The main limitation of the presented study is that the collimator imager has limited sensitivity. A dedicated coincidence PET scanned will be more sensitive and will provide better imaging quality. Nonetheless, does the VECTor5OI/CT serve as an appropriate setup for the proof of concept of PET imaging with [68Ga]Ga-1. Furthermore, only a single subcutaneous mouse model is demonstrated. 4T1-Luc2 cells grow as rapidly proliferating tumors, which spontaneously develop necrotic cores, and have been a useful model for tumor necrosis in previous works. Another limitation is that quantification of necrosis on the tumor sections does not represent the overall necrosis in the tumors, and therefore, direct correlation of tumor necrosis to our probe is difficult. However, we can see a correlation between the inherent fluorescence of the probes with TUNEL staining. At 1 h postinjection, the background signal is still relatively high, especially in the liver and kidneys. This may limit the translational application for tumors located in these organs.

Nevertheless, our study showed that tumor necrosis can be detected early after injection of [68Ga]Ga-1. PET imaging with this tracer will result in a considerably lower radioactivity exposure than injection with the earlier described counterpart, labeled with indium-111 [22]. The low toxicity of IRDye800CW makes it an interesting starting point for developing necrosis avid contrast agents with strong translational power [34]. We demonstrated necrosis binding in a model with spontaneously developing tumor necrosis; in future projects, we will explore the detection of therapy-induced tumor necrosis.

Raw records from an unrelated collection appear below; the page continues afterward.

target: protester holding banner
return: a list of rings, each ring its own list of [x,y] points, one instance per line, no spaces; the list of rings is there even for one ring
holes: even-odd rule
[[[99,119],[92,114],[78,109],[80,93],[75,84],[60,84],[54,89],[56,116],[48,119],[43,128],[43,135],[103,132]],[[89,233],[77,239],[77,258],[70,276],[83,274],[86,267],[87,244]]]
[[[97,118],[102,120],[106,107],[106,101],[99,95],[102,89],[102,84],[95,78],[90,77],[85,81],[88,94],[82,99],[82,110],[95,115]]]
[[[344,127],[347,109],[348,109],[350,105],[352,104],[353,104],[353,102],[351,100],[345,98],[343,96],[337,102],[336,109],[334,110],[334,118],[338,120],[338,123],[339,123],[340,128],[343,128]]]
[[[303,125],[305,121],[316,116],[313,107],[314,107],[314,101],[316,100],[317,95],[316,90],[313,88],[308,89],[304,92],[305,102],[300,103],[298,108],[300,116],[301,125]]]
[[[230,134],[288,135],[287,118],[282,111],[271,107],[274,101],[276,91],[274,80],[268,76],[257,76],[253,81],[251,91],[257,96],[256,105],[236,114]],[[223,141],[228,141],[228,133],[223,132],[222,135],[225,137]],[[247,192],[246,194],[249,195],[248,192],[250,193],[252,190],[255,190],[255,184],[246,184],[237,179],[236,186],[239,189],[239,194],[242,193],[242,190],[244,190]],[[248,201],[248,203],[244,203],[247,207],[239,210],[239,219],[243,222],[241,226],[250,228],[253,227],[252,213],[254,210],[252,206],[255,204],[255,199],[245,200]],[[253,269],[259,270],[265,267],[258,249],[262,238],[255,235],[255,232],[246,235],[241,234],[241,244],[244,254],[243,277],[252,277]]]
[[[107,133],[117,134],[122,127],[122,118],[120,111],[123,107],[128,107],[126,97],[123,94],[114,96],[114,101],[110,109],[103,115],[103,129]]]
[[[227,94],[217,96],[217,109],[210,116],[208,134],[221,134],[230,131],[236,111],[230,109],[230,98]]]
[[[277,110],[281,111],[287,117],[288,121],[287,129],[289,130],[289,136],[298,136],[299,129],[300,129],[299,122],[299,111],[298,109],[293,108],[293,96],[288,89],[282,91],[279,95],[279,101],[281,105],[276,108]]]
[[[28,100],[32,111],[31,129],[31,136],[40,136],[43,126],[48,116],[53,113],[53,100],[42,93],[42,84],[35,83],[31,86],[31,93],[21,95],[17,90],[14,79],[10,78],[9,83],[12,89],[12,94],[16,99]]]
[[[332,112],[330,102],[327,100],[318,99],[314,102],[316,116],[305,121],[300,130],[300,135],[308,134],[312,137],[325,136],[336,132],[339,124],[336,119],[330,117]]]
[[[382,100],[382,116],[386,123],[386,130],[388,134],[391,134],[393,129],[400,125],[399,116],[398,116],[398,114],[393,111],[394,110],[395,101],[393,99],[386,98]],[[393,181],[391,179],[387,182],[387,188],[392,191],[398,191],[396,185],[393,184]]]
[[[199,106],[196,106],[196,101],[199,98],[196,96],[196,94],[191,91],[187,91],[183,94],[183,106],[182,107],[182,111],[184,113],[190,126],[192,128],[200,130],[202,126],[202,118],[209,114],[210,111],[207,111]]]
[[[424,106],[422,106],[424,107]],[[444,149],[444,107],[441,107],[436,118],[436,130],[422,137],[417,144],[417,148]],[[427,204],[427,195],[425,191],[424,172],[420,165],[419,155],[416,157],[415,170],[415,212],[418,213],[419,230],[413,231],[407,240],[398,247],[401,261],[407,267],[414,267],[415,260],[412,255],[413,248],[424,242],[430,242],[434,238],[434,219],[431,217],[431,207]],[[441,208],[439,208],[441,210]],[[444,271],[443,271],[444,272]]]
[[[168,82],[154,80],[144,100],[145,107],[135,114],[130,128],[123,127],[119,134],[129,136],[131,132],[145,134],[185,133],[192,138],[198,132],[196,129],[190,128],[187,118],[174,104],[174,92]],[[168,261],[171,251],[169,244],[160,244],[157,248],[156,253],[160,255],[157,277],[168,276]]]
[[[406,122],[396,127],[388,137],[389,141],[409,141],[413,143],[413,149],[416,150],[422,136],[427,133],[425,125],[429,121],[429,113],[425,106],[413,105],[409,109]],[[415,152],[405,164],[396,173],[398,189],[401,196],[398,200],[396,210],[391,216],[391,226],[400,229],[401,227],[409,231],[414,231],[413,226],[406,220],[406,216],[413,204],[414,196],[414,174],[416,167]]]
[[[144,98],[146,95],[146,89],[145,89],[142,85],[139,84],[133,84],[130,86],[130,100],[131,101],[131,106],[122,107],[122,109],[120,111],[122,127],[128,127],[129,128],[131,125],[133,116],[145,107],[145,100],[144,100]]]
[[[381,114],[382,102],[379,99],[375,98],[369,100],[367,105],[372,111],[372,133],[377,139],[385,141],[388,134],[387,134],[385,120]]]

To conclude, we explored PET imaging of spontaneously developing tumor necrosis with [68Ga]Ga-1 as a proof of concept. [68Ga]Ga-1 enabled PET imaging of spontaneous necrotic tumors. Moreover, in vitro dead cell binding and ex vivo binding profile elucidated specific binding of the NACA to dead tumor cells. Our study may pave the way towards the development of cyanine-based PET tracers for clinical necrosis imaging.